The Securities and Exchange Commission of Pakistan (SECP) has issued guidelines to facilitate public limited companies in structuring and offer of Employees Stock Option Schemes. According to the draft guidelines issued by the SECP here on Thursday, it shall apply to all Stock Option Schemes offered by the public limited companies to their employees including such Schemes already offered and options are still available for grant.
It said that a scheme may be subject to certain restrictions like restriction on sale of the options to the entitled employees or restriction on sale of the underlying shares for certain period of time after the exercise of the options. The restrictions must be elaborated in plain and simple language in the Scheme.

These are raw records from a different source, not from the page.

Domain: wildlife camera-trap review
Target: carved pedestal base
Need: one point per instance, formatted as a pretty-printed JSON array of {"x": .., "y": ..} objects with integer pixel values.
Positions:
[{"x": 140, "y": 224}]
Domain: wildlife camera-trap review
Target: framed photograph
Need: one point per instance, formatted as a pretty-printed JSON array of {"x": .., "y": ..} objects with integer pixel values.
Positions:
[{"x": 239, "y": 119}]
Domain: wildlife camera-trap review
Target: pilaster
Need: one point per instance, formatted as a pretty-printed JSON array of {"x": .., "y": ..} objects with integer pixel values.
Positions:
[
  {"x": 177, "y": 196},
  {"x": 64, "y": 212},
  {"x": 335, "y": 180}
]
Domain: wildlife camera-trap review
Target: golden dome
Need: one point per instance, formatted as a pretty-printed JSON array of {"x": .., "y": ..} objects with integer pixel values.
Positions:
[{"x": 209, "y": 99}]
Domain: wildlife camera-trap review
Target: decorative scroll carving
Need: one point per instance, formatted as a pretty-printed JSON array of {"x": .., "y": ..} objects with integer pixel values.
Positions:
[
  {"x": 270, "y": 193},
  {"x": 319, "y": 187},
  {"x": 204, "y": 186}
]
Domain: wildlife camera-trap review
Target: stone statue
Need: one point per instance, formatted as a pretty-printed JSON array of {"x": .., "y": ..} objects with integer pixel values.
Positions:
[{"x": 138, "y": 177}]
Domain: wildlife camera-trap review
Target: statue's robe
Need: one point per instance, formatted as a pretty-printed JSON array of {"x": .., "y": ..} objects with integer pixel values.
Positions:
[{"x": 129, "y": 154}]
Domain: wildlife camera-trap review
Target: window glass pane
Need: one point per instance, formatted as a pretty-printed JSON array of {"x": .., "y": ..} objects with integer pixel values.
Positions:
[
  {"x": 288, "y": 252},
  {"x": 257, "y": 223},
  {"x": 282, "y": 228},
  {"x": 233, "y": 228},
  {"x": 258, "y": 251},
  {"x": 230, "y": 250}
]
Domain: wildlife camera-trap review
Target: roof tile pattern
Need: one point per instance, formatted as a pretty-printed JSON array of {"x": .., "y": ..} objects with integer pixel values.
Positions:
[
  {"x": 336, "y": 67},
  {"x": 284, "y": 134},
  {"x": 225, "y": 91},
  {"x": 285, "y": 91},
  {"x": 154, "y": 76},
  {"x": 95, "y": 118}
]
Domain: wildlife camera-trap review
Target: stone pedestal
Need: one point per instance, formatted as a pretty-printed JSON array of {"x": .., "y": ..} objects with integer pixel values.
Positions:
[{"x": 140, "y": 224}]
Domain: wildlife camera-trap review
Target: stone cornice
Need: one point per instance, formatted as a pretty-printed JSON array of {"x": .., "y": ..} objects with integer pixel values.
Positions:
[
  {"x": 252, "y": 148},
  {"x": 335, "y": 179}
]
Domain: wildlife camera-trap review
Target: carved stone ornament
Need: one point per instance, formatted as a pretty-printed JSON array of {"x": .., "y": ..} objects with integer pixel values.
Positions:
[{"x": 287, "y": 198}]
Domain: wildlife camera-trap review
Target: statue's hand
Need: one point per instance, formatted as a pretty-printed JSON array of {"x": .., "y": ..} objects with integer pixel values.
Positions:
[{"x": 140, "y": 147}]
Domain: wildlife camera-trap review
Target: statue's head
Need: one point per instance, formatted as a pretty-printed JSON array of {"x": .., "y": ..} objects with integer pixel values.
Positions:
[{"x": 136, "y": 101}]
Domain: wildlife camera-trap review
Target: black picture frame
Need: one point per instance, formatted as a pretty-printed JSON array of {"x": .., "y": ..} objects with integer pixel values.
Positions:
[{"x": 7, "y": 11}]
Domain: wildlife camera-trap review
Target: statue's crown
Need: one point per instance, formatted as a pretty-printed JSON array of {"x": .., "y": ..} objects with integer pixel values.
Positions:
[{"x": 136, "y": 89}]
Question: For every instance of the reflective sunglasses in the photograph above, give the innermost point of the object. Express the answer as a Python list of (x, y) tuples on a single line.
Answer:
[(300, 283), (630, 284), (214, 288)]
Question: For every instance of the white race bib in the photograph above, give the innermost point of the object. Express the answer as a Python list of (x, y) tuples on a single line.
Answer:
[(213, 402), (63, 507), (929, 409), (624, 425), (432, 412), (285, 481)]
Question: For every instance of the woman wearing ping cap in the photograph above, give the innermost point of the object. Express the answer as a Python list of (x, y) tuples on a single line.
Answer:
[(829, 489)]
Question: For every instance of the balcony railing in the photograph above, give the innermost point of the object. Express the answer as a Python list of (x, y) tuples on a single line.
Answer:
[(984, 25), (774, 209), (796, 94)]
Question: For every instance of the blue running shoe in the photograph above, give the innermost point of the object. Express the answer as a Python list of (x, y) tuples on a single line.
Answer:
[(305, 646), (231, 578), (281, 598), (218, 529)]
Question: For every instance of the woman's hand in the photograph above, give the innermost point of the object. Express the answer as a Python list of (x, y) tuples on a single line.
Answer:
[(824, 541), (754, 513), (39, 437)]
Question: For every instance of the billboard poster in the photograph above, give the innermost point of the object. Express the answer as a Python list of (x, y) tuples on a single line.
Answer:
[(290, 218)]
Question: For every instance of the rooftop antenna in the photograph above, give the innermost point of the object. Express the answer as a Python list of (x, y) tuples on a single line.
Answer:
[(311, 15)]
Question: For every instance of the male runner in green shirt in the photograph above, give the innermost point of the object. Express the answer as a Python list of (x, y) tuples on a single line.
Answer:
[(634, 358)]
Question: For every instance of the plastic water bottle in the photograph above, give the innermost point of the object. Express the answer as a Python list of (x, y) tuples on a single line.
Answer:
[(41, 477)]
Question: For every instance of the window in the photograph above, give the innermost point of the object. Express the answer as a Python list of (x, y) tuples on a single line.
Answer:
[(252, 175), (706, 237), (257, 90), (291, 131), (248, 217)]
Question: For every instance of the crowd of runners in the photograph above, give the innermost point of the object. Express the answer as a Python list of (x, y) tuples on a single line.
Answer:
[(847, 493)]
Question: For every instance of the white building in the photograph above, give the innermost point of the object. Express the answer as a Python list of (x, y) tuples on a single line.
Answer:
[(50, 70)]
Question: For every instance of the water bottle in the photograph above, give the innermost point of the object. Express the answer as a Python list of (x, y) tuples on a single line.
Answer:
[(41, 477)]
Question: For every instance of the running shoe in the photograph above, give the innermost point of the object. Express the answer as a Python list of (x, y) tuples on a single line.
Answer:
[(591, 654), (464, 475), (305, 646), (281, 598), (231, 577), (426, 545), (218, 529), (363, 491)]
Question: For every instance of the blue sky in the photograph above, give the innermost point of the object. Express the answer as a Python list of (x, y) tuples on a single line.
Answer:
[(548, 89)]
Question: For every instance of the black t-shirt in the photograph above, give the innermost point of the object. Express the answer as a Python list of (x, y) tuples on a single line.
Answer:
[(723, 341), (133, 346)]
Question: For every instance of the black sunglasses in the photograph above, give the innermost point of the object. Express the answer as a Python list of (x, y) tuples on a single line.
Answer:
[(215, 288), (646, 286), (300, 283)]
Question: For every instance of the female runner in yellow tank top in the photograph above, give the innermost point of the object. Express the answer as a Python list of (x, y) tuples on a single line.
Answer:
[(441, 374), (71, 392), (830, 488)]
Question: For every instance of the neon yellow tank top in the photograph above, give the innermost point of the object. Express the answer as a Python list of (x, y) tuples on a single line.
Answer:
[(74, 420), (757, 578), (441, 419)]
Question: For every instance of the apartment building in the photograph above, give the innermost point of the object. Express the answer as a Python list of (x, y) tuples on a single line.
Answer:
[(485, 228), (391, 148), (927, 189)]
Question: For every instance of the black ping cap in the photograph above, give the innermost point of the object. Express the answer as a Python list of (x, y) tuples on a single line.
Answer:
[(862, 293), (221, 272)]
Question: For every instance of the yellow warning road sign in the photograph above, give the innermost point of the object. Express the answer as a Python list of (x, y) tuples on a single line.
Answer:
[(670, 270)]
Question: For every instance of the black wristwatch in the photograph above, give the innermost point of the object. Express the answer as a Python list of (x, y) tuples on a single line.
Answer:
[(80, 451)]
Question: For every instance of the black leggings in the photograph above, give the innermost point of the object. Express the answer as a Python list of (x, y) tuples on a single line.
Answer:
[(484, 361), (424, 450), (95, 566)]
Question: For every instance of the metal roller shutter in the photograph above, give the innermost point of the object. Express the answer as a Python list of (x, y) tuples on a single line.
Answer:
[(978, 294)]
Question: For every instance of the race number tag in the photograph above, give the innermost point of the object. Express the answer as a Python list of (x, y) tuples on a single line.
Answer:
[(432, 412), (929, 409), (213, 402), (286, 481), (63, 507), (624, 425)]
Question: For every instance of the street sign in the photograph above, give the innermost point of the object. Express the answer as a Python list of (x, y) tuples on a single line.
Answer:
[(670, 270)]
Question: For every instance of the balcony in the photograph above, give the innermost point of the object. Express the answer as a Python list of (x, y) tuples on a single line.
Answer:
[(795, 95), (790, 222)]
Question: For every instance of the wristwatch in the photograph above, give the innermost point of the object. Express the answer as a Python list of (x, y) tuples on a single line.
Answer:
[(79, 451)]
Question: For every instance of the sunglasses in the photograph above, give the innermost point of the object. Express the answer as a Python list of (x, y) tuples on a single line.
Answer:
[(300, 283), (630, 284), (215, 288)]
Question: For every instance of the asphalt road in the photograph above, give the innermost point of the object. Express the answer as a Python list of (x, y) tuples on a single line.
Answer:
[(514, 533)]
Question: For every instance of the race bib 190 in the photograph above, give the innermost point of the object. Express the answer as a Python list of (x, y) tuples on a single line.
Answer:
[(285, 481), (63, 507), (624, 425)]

The maximum number of shares that can be issued pursuant to the Scheme must be determined and disclosed in the Scheme. This number may be fixed or in the form of percentage of the total paid up capital of the Company. Preferably, the entitlement pool must not be more than ten percent of the paid up capital of the Company. The purpose of these guidelines is to facilitate and encourage offer of the Employees Stock Option Schemes by the companies. These Guidelines provide the procedure for structuring and approval of an Employees Stock Option Scheme and set out the minimum information required to be disclosed therein.
The SECP has issued these guidelines under Section 506B of the Companies Ordinance. These Guidelines are general in nature and should not be construed as the sole criteria for approval and structuring of a Scheme and disclosures therein. The Company that offers a Scheme shall have the obligation and responsibility under the Rules in relation to approval, structuring, disclosures and administration of a Scheme.
The Company must comply with all relevant laws including the Ordinance, the Rules, the tax laws and the accounting standards when structuring and administering the Scheme. The Schemes must be structured with the intention to align interests of the employees and the shareholders. The Schemes must not be used as a tool for improper enrichment of executives.
According to the SECP, the Board of Directors (the "Board") of the Company shall appoint a Compensation Committee (the "Committee") for the administration and superintendence of the Scheme. The Committee shall consist of at least three non- executive directors. Majority of the members of the Committee must be independent directors, if the Company has sufficient number of directors on its board as independent director. The chairman of the Committee should be an independent director.
In case of Schemes by listed companies, the companies shall formulate claw-back policy for recovery of the options granted in case the targets set out are not achieved or the financial reports are restated with in a period of three years from the date of grant. The claw-back policy must be comprehensive and should consist of detailed recovery mechanism.
The Committee shall ensure that the contents of the Scheme are in line with the provisions of the Rules and overall financial conditions of the Company. Since basic purpose of the Scheme is to motivate employees to contribute to the development of the Company, the Committee must ensure that the Scheme is not only in the interest of the Company but also of its employees.
Scheme may be incentive based or performance based. However, all pre- requisites, if any, like targets and goals set for the option holders as entitlement for the exercise of options, be clearly specified and disclosed in the Scheme. The category of employees who are eligible for grant of options under the Scheme (eg Category A, B, C, D and E employees).
The Committee must ensure that the Scheme is offered only to the regular employees of the Company or the regular employees of its associated company or holding company. The Committee must specify the maximum number of options that can be granted to an employee. It would be preferred that an employee should not be granted more than 15% of the options allocated to the respective category of employees.
The Committee shall ensure that the options to be granted to employees are in line with the overall compensation policy of the company and no undue favour/ injustice is done to/ with any employee. For this purpose, the Committee shall mention in the Scheme the detailed criteria for grant of options.
The Committee shall mention the mechanism used for determining the Exercise Price and the rationale for the mechanism in the Scheme. It would be preferred if the Exercise Price is determined on the basis of average/ weighted average price of minimum six months period as the average price takes care of any volatility/ manipulation in the share price, guidelines added.